Why This Source Matters
Constable keeps trade, merchants, ports, and goods from becoming vague background. It gives the trade and diplomacy material a stronger economic base, especially when articles need to explain how Iberia connected to Mediterranean and frontier markets.
Best Uses
Use this source for Mediterranean commerce, merchant activity, ports, traded goods, frontier exchange, and the changing economic position of Muslim Spain between 900 and 1500.
Limits
Its focus is trade. It does not replace political histories of dynastic change, local monument studies, or social histories of households, law, and religious communities.
Citation Practice
Cite Constable when an article makes a claim about commerce, merchants, ports, goods, or economic realignment.
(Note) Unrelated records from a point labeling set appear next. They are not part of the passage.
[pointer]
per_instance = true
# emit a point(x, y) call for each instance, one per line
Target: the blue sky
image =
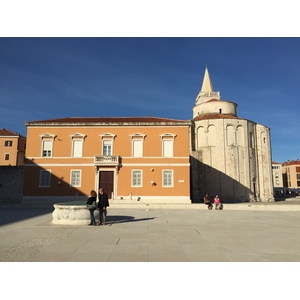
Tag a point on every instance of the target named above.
point(45, 78)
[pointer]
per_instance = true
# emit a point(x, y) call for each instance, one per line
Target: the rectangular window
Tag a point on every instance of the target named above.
point(45, 178)
point(107, 146)
point(47, 148)
point(75, 178)
point(77, 148)
point(137, 148)
point(136, 178)
point(168, 178)
point(167, 148)
point(8, 143)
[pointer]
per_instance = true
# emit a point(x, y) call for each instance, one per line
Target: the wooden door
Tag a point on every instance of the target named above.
point(106, 181)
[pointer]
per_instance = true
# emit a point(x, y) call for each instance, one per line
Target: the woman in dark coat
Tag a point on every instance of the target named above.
point(92, 207)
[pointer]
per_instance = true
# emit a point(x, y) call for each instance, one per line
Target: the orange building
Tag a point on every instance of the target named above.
point(142, 158)
point(12, 148)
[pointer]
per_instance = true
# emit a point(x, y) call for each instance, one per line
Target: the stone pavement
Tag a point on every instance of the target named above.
point(254, 233)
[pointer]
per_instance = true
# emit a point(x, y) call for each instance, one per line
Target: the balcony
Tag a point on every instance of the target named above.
point(103, 160)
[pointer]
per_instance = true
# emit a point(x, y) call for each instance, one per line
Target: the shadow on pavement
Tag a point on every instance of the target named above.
point(11, 215)
point(121, 219)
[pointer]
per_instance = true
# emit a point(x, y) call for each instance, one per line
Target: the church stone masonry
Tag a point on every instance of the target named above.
point(230, 156)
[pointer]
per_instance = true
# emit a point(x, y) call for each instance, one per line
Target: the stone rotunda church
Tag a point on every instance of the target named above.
point(230, 156)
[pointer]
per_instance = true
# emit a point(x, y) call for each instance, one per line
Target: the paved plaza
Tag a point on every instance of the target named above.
point(155, 235)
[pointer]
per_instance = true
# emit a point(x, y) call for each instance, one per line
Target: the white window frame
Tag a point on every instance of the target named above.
point(75, 184)
point(167, 138)
point(139, 180)
point(164, 173)
point(8, 143)
point(137, 139)
point(107, 138)
point(48, 150)
point(107, 147)
point(77, 137)
point(48, 137)
point(43, 180)
point(77, 151)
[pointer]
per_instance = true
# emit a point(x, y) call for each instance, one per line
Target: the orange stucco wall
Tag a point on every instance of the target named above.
point(151, 164)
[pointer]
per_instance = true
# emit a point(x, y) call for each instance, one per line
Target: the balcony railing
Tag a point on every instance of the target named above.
point(104, 160)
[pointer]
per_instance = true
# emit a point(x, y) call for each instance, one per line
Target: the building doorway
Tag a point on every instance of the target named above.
point(106, 181)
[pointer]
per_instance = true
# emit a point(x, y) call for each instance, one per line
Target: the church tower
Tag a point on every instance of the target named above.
point(231, 156)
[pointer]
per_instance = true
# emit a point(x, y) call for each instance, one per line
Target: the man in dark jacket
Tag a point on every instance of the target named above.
point(103, 204)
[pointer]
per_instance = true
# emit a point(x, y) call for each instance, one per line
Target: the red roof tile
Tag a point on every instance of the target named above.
point(214, 116)
point(7, 132)
point(82, 120)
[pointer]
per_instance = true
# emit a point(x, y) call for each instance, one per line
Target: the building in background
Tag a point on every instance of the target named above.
point(12, 148)
point(291, 174)
point(231, 156)
point(151, 159)
point(140, 158)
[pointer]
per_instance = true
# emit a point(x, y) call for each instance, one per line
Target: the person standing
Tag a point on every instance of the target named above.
point(207, 202)
point(217, 202)
point(91, 205)
point(103, 204)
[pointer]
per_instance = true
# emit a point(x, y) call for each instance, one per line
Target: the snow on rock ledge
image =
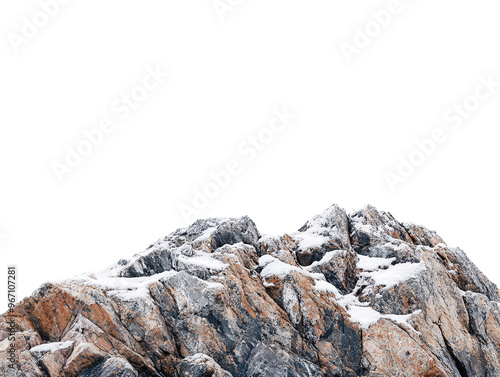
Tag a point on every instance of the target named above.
point(345, 295)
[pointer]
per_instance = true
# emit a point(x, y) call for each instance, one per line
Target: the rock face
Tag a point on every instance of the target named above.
point(346, 295)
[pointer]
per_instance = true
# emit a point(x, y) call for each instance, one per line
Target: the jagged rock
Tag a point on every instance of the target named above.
point(111, 367)
point(346, 295)
point(201, 365)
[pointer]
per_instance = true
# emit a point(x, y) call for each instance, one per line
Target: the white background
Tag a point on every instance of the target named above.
point(353, 121)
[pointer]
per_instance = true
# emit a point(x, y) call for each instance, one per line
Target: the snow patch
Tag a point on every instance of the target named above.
point(371, 264)
point(51, 347)
point(275, 267)
point(203, 259)
point(395, 274)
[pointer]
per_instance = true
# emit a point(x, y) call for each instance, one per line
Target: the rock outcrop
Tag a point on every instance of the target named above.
point(346, 295)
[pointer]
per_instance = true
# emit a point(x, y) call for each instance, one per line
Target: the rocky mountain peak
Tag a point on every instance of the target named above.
point(345, 295)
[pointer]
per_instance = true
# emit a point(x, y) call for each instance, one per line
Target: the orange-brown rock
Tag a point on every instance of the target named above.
point(346, 295)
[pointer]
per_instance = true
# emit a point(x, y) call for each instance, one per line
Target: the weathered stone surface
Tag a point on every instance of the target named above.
point(111, 367)
point(346, 295)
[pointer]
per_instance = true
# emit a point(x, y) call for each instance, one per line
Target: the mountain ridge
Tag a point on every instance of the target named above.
point(345, 295)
Use a second source when that economic claim depends on a specific ruler, battle, or legal policy.
Stable Access
Open the Cambridge University Press frontmatter record.
Page-Range Guidance
The available records verify the book identity and table of contents, while library metadata places the bibliography at pp. 259-306. For first-pass citation routing, use chapter 1 for the market at the edge of the west; chapter 2 for geography, routes, and communications before the thirteenth century; chapters 3-5 for merchants, business practice, and government authority; chapters 6-8 for commodities and Andalusi exports; and chapter 9 for late medieval links with northern Europe and the Mediterranean. Add exact page ranges from a checked copy before using it as a pinpoint citation.